# Computer Number Systems Made Simple by Stephen Bucaro

Digital computers perform all of their amazing work with only two voltage levels. One of those voltages is 0 volts. The other voltage can be anything from 2.5 volts or lower, up to 5 volts, as long as it's not 0 volts. A computer interprets 0 volts as "0", and the other voltage as "1".

Humans use a decimal based number system. The decimal numbering system uses the ten characters 0,1,2,3,4,5,6,7,8, and 9 to represent numbers. That's why decimal numbers are sometimes called base-10 numbers.

The binary system used by computers has only two characters; 0 and 1. The binary numbers are base-2 numbers. You would think that would make computers very limited, but their amazing speed more than compensates for the limited number of characters in their number system.

The decimal system is a positional system. That means the actual value of a digit depends on its position in a number. For example in the number 10, the 1 represents ten units, while the number 100 represents one hundred units. To interpret a number you add together the values of all the digits in their positions in the number. For example 110 equals one hundred and ten units.

The binary system is also a positional system. The binary number 10 equals decimal system 2. The binary number 100 equals decimal system 4. Similar to the decimal system, to interpret a number you add together the values the digits in their positions. For example the binary number 110 equals decimal system 6.

You might think it's very difficult to convert binary to decimal but all you have to do is think in powers of 2. Lets think about binary numbers with 4 characters. Going from right to left the powers of 3 would be valued at decimal 1, 2, 4, and 8. It's actually easier to think from left to right, so the positions would be valued at 8,4,2,1.

So a the binary number 1010 equals 8+2 or decimal 10. The binary number 0110 equals 4+2 or decimal 6. The binary number 1101 equals 8+4+1 or decimal 13.

Computers today use 64 bit, or 128 bit, or even larger numbers. You can imagine this would make them very difficult to convert to decimal, or even to comprehend at all. To allow humans to more easily comprehend binary numbers, the hexadecimal number system is used.

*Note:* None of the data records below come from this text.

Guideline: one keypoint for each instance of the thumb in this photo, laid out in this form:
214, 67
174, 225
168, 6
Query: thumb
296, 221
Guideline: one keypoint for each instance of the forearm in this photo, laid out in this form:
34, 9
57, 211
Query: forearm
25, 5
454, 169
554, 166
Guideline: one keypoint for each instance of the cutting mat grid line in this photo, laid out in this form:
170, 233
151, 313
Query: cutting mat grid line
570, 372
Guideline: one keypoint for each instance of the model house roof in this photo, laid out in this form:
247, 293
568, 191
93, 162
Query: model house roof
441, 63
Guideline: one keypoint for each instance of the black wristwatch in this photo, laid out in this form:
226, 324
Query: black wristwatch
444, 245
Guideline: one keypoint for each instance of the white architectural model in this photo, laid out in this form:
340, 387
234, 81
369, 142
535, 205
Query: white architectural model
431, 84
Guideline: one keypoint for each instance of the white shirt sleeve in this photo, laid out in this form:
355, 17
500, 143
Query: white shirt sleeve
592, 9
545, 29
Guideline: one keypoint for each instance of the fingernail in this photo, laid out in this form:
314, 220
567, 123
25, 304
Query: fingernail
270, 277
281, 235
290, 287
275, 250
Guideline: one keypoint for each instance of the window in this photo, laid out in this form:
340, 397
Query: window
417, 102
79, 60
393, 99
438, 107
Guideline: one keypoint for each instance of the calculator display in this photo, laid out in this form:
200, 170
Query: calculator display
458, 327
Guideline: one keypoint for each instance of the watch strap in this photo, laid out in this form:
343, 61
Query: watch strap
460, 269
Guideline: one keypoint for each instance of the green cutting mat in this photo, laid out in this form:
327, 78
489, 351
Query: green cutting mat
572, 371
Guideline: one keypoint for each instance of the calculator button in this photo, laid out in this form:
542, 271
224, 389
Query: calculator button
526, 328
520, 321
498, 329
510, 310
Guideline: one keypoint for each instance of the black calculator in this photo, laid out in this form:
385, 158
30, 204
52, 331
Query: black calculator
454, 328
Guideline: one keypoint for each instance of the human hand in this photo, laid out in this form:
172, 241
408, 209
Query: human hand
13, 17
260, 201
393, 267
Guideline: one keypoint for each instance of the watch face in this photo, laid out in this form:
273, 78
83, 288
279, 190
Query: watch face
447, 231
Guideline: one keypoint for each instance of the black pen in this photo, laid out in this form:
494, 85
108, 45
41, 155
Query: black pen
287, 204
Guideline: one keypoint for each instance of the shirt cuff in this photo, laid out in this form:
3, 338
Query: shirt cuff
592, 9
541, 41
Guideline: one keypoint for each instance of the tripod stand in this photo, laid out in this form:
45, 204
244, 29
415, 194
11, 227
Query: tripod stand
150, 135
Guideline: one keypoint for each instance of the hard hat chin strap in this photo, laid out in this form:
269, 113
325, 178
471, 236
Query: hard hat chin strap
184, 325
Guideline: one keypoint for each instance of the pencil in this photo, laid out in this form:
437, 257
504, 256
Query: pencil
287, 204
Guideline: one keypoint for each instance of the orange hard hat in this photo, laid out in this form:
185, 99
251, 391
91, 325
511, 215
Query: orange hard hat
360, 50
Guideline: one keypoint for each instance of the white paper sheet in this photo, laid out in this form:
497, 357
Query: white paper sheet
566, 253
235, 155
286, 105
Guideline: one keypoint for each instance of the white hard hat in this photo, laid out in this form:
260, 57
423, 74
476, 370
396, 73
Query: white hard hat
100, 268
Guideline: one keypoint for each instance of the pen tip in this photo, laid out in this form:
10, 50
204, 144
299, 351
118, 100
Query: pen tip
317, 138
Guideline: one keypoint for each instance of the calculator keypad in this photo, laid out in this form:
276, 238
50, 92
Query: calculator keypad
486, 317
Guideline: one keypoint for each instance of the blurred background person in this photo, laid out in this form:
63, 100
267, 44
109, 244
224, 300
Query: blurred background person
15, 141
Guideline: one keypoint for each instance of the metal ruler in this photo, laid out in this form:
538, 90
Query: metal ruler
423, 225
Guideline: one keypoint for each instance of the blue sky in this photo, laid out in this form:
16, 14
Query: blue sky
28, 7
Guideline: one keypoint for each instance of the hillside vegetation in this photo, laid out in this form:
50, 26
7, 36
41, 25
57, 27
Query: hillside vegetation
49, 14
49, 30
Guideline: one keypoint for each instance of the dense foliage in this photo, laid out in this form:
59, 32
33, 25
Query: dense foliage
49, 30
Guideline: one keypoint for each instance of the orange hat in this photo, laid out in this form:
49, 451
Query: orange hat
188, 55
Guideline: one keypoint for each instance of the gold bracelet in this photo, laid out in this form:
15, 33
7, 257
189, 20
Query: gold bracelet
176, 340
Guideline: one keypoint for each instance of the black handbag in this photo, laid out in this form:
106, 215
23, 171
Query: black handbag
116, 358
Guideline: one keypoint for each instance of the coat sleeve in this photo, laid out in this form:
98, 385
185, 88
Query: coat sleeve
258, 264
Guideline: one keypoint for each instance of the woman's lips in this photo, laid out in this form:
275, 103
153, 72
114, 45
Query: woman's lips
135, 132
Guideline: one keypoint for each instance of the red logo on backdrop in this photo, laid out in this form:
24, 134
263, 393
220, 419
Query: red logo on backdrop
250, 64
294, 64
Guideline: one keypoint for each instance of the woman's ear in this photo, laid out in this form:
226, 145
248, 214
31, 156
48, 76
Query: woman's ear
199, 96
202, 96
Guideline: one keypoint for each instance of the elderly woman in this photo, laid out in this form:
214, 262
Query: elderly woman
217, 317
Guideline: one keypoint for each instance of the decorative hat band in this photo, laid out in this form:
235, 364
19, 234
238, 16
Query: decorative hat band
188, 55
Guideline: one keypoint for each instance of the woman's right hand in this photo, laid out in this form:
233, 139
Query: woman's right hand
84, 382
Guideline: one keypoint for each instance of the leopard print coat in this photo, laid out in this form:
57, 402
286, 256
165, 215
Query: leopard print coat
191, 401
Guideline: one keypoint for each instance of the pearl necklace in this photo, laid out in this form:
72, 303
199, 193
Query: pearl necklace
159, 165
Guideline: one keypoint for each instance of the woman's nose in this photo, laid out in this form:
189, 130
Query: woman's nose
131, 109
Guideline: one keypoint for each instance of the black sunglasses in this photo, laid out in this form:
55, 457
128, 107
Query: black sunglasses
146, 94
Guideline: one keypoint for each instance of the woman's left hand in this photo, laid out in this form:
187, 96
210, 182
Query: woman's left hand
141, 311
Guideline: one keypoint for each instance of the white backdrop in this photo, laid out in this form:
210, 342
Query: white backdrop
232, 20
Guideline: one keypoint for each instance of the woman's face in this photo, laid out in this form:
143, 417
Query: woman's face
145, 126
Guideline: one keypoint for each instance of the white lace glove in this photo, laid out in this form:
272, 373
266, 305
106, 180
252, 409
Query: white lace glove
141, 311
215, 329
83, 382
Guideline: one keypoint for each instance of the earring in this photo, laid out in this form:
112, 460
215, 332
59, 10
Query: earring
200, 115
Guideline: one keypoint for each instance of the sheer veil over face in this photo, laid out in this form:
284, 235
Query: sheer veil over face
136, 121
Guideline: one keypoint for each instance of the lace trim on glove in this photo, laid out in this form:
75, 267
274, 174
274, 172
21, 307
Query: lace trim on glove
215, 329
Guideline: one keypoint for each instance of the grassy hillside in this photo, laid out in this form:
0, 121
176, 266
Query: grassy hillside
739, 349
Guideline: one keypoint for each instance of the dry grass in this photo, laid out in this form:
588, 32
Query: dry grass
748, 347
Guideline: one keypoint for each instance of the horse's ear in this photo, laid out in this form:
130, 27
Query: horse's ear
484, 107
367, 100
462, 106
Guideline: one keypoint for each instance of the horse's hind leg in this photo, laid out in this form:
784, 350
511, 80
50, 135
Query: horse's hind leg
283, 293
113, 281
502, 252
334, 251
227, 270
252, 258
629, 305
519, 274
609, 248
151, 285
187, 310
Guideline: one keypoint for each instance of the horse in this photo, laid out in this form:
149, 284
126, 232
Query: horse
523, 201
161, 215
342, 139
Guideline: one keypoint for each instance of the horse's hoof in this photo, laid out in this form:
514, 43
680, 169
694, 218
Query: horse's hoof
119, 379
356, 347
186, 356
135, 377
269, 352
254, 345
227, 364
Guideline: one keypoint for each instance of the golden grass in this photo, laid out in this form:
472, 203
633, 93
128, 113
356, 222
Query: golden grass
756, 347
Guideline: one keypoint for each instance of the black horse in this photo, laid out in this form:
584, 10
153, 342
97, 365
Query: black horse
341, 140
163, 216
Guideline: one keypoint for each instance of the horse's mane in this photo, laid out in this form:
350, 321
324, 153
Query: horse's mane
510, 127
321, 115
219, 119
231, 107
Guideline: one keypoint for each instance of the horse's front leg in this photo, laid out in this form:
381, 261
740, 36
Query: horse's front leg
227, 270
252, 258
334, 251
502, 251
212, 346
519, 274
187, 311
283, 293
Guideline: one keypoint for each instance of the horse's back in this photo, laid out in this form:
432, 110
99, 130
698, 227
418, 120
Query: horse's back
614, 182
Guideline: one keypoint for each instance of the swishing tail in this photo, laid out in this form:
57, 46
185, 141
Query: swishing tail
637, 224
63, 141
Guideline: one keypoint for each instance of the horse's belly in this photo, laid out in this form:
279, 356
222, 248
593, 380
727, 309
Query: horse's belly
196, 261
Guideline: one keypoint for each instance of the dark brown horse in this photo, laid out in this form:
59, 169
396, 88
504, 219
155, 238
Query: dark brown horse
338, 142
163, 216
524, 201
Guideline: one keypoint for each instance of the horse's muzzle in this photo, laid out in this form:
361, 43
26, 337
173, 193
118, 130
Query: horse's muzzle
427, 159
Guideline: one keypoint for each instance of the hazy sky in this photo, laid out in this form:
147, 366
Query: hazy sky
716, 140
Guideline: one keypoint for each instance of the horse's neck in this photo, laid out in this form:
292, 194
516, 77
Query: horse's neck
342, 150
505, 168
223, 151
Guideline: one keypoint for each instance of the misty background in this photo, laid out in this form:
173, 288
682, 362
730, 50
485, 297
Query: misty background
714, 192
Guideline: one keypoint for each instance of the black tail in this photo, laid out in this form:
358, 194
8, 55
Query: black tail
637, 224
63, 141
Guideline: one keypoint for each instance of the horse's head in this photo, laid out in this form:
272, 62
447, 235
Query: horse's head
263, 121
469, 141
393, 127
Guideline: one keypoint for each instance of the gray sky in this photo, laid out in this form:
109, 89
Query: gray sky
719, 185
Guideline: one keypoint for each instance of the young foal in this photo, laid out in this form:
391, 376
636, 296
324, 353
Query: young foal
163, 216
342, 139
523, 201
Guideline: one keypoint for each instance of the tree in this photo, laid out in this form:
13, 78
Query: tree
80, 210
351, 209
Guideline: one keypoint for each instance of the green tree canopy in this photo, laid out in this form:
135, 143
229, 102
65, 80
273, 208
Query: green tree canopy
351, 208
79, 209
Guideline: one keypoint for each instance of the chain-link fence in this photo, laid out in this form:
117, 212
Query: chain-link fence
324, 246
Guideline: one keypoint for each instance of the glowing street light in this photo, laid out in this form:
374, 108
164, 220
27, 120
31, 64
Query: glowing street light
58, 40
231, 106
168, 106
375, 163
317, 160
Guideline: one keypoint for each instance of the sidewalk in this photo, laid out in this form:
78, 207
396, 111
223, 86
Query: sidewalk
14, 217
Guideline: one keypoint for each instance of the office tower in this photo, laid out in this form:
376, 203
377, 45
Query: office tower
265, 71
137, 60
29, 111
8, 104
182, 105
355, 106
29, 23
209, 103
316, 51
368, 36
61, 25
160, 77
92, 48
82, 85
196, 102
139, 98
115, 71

The hexadecimal number system base-16. That means it uses 16 different characters to represent numbers. For numbers up to 9, the decimal system and the hexadecimal system use the same characters. But after 9, the decimal system runs out of characters. The hexadecimal continues on by using the characters a, b, c, d, e, and f to complete the required 16 character set.

So counting in hexadecimal goes like this; 0,1,2,3,4,5,6,7,8,9,a,b,c,d,e,f. The hexadecimal system is also a positional system. So you could continue counting like this; 10, 11, 12, 13, 14, 15, 16, 17, 18, 19, 1a, 1b, 1c, 1d, 1e, 1f, then 20.

When you get up to 9f, the next hexadecimal number would be a0.

It's very important to know if you're looking at a decimal number or a hexadecimal number, because the hexadecimal number 20 mentioned above is actually equal to 32 in the decimal system.

You might think it would be a problem converting hexadecimal numbers to decimal numbers, but in actuality this is rarely done. Hexadecimal numbers are used extensively in computers and networking, and after using them for a while, they become just as intuitive as decimal numbers. In other words, you can think about and use hexadecimal numbers all day long without ever desiring to convert them to decimal.

About the only thing you need to memorize about hexadecimal numbers is the maximum number of items that will fit in a specific number of hexadecimal characters. In other words, hexadecimal f represents 16 different states. This might be confusing because hexadecimal f equals 15 decimal, but in computers, the number 0 actually means something. It means the zero-ith item. In other words, computers start counting with 0, not with 1 like in normal decimal counting.

Following the same thinking, hexadecimal ff represents 256 decimal different states. Hexadecimal fff represents 4096 different states. Hexadecimal ffff represents 65,536 different states.

That last one is important because the latest revision of the Internet Protocol (IPv6) uses a 128-bit addresses represented as eight groups of four hexadecimal digits separated by colons, called octets. For example 2001:0db8:0000:0000:0000:ff00:0042:8329 is an IPv6 address. But to make things confusing, in actuality this address would be expressed as: 2001:db8::ff00:42:8329.

This confusing number is created by removing all leading zeros, for example :0042: becomes :42: and by omitting consecutive sections of zeroes, for example :0000: becomes :: . Fortunately, it will be a while before IPv6 can be fully implemented.

As a prospective computer networking technician, I would recommend playing around with converting a few numbers back and forth between binary, decimal, and hexadecimal. But as a professional networking technician you'll need to intuitively understand and use hexadecimal numbers without ever converting them to any other system.